The Ultimate Debugging Tool: Force a Self-Critique
This is the best trick I've learned. Add this to the end of your prompt:
After you provide the response, critique your own work. Explain how you could have followed my instructions more precisely and score your adherence from 1 to 10.
This forces the model to review its own work against your rules and often reveals exactly where your prompt was unclear.
The Takeaway: Language Is an Interface
You’ve now seen all 21 patterns that power our internal builds. Learning to prompt is not a party trick. It's learning the syntax for a new type of computer. Language models have turned natural language into a functional programming interface. The words you choose, the structure you create, and the constraints you apply are the commands.
If you master these fundamental patterns, you will never need to buy a prompt pack again. You’ll be able to build the tool you need, exactly when you need it. That is a durable skill that will only become more valuable. If you've mastered the prompts but realize your problem is bigger than just content, we can help. Start the process here.
Frequently Asked Questions for Developers
Can I use these ChatGPT prompts in VS Code or WordPress projects?

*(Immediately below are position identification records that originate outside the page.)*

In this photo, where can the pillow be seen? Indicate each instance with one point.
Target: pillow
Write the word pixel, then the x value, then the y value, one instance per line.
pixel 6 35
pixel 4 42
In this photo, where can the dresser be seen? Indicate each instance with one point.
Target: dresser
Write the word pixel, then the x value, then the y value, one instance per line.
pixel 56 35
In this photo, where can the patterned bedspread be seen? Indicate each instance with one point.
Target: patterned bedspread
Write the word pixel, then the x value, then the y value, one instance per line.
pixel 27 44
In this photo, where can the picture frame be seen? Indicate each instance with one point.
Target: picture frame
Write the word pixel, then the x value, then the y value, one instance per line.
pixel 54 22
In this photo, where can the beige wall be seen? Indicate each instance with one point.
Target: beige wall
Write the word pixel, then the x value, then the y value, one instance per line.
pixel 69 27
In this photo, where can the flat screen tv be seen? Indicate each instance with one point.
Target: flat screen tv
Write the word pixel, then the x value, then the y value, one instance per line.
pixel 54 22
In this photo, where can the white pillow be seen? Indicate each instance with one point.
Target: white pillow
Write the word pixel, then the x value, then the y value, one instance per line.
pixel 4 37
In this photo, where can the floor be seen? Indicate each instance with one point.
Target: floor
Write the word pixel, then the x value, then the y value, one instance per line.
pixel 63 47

Absolutely. For VS Code, extensions like "ChatGPT - Easycode" let you run prompts directly in your editor to generate, refactor, or debug code. In WordPress, you can use prompts to generate PHP snippets for `functions.php`, write content for posts and pages, or even brainstorm plugin ideas. The key is to provide the right context, such as specifying "Write a WordPress filter hook..." or "Refactor this JavaScript for performance in a React component."
Do these prompts work with GPT-4, Gemini, and Claude?
Yes. The mental models in this guide; Executor, Critic, Generator, etc.; are model-agnostic. They are principles for structuring instructions for any large language model. While syntax might vary slightly (e.g., Claude responds well to XML tags for structure), the core R-T-C-F framework (Role, Task, Constraints, Format) is universal. A clear, well-defined instruction will always yield better results, regardless of the underlying model.
How do I adapt these prompts for design vs development tasks?
You adapt them by changing the **Role** and the **Task**. For design, your Role might be "a UX researcher" or "a visual designer," and the Task could be "critique this wireframe for usability" or "generate a mood board description." For development, the Role is "a senior Python developer" and the Task is "write a unit test for this function." The framework remains the same; only the specific domain knowledge and desired output change.
What’s the best way to store and reuse prompts?
Don't just save them in a text file. Use a system that allows for variables. A simple method is to create templates in a text expansion app (like Espanso or Raycast) where you can use placeholders. For example: `Act as a [Language] expert. Refactor the following code for readability: [Paste Code]`. This lets you quickly adapt a core prompt for different languages and tasks without starting from scratch every time.
Why are FunkPd’s prompts different from generic prompt packs?
Our approach isn't about giving you a fish; it's about teaching you how to build a better fishing rod. Generic prompt packs offer static, context-free templates that fail in real-world scenarios. We teach the underlying mental models and the R-T-C-F framework so you can engineer the perfect prompt for *your specific problem*. The 21 examples here are not a finished product; they are demonstrations of a durable skill.